Researchers fool deepfake detectors into classifying fake images as real

In a paper published this week on the preprint server Arxiv.org, researchers from Google and the University of California at Berkeley demonstrate that even the best forensic classifiers -- AI systems trained to distinguish between real and synthetic content -- are susceptible to adversarial attacks, or attacks leveraging inputs designed to cause mistakes in models. Their work follows that of a team of researchers at the University of California at San Diego, who recently demonstrated that it's possible to bypass fake video detectors by adversarially modifying -- specifically, by injecting information into each frame -- videos synthesized using existing AI generation methods.

It's a troubling, if not necessarily new, development for organizations attempting to productize fake media detectors, particularly considering the meteoric rise in deepfake content online. Fake media might be used to sway opinions during an election or implicate a person in a crime, and it's already been abused to generate pornographic material of actors and defraud a major energy producer.

The researchers first tackled the simpler task of evaluating classifiers to which they had unfettered access. Using this "white-box" threat model and a data set of 94,036 sample images, they modified synthesized images so that they were misclassified as real and vice versa, applying various attacks -- a distortion-minimizing attack, a universal adversarial-patch attack, and a universal latent-space attack -- to a classifier taken from the academic literature.

The distortion-minimizing attack, which involved adding a small perturbation (i.e., modifying a subset of pixels) to a synthetically generated image, caused one classifier to misclassify 71.3% of images with only 2% pixel changes and 89.7% of images with 4% pixel changes. Perhaps more alarmingly, the model classified 50% of real images as fake after the researchers distorted under 7% of the images' pixels.

As for the loss-minimizing attack, which fixed the image distortion to be less than a specified threshold, it reduced the classifer's accuracy from 96.6% to 27%. The universal adversarial-patch attack was even more effective -- a visible noise pattern overlaid on two fake images spurred the model to classify them as real with a likelihood of 98% and 86%. And the final attack -- the universal latent-space attack, where the team modified the underlying representation leveraged by an image-generating model to yield an adversarial image -- reduced classification accuracy from 99% to 17%.

The researchers next investigated a black-box attack where the inner workings of the target classifier were unknown to them. They developed their own classifier by collecting one million images synthesized by an AI model and one million real images on which the aforementioned model was trained, and then training a separate system to classify images as fake or real and generating a white-box adversarial example on the source classifier using a distortion-minimizing attack. They report that this reduced their classifier's accuracy from 85% to 0.03% and that when applied to a popular third-party classifier, it reduced that classifier's accuracy from 96% to 22%.

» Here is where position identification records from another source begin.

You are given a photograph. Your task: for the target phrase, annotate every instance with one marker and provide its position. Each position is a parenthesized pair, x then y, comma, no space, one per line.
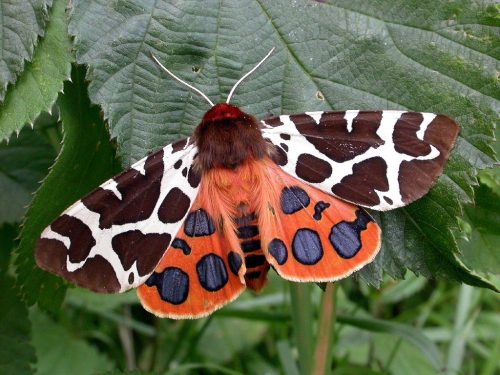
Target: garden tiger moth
(195,223)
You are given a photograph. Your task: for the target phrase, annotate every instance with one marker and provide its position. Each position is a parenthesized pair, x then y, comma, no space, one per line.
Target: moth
(194,224)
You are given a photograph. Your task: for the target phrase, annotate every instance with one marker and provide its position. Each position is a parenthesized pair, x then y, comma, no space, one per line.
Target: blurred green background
(426,305)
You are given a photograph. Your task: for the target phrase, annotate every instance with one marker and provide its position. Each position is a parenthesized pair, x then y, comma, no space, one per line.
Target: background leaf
(42,79)
(25,161)
(335,55)
(482,247)
(86,160)
(22,22)
(62,353)
(16,353)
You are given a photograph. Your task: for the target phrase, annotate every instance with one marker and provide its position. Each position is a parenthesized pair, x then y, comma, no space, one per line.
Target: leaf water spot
(320,96)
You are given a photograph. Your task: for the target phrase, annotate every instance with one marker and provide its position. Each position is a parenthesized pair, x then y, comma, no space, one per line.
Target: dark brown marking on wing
(174,206)
(332,138)
(139,195)
(312,169)
(145,249)
(96,274)
(80,236)
(405,135)
(179,145)
(279,156)
(417,176)
(194,177)
(359,187)
(273,121)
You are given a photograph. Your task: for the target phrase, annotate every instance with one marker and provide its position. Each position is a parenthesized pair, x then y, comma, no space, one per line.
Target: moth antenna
(181,81)
(246,75)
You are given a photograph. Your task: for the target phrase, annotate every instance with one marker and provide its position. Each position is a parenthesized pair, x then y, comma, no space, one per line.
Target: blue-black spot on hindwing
(306,246)
(247,231)
(180,244)
(254,260)
(249,246)
(319,208)
(234,261)
(346,236)
(278,251)
(198,224)
(212,272)
(172,285)
(293,199)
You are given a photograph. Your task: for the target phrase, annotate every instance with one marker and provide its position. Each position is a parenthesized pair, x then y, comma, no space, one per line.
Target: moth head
(223,113)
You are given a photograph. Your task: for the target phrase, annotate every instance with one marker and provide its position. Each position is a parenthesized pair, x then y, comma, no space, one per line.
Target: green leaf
(481,250)
(85,161)
(224,338)
(16,353)
(410,334)
(24,163)
(22,22)
(339,55)
(42,79)
(60,353)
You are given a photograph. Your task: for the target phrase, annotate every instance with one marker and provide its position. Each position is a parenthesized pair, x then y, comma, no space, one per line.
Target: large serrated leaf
(41,81)
(482,249)
(22,22)
(339,55)
(86,159)
(23,164)
(16,353)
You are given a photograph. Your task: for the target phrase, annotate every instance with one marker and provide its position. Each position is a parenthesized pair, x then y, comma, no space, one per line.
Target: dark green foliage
(435,56)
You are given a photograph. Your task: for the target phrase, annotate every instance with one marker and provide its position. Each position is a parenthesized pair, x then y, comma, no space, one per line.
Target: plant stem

"To the extent that synthesized or manipulated content is used for nefarious purposes, the problem of detecting this content is inherently adversarial. We argue, therefore, that forensic classifiers need to build an adversarial model into their defenses," wrote the researchers. "Demonstrating attacks on sensitive systems is not something that should be taken lightly, or done simply for sport. However, if such forensic classifiers are currently deployed, the false sense of security they provide may be worse than if they were not deployed at all -- not only would a fake profile picture appear authentic, now it would be given additional credibility by a forensic classifier. Even if forensic classifiers are eventually defeated by a committed adversary, these classifiers are still valuable in that they make it more difficult and time-consuming to create a convincing fake."

Fortunately, a number of companies have published corpora in the hopes that the research community will pioneer new detection methods. To accelerate such efforts, Facebook -- along with Amazon Web Services (AWS), the Partnership on AI, and academics from a number of universities -- is spearheading the Deepfake Detection Challenge. The Challenge includes a data set of video samples labeled to indicate which were manipulated with AI. In September 2019, Google released a collection of visual deepfakes as part of the FaceForensics benchmark, which was cocreated by the Technical University of Munich and the University Federico II of Naples. More recently, researchers from SenseTime partnered with Nanyang Technological University in Singapore to design DeeperForensics-1.0, a data set for face forgery detection that they claim is the largest of its kind.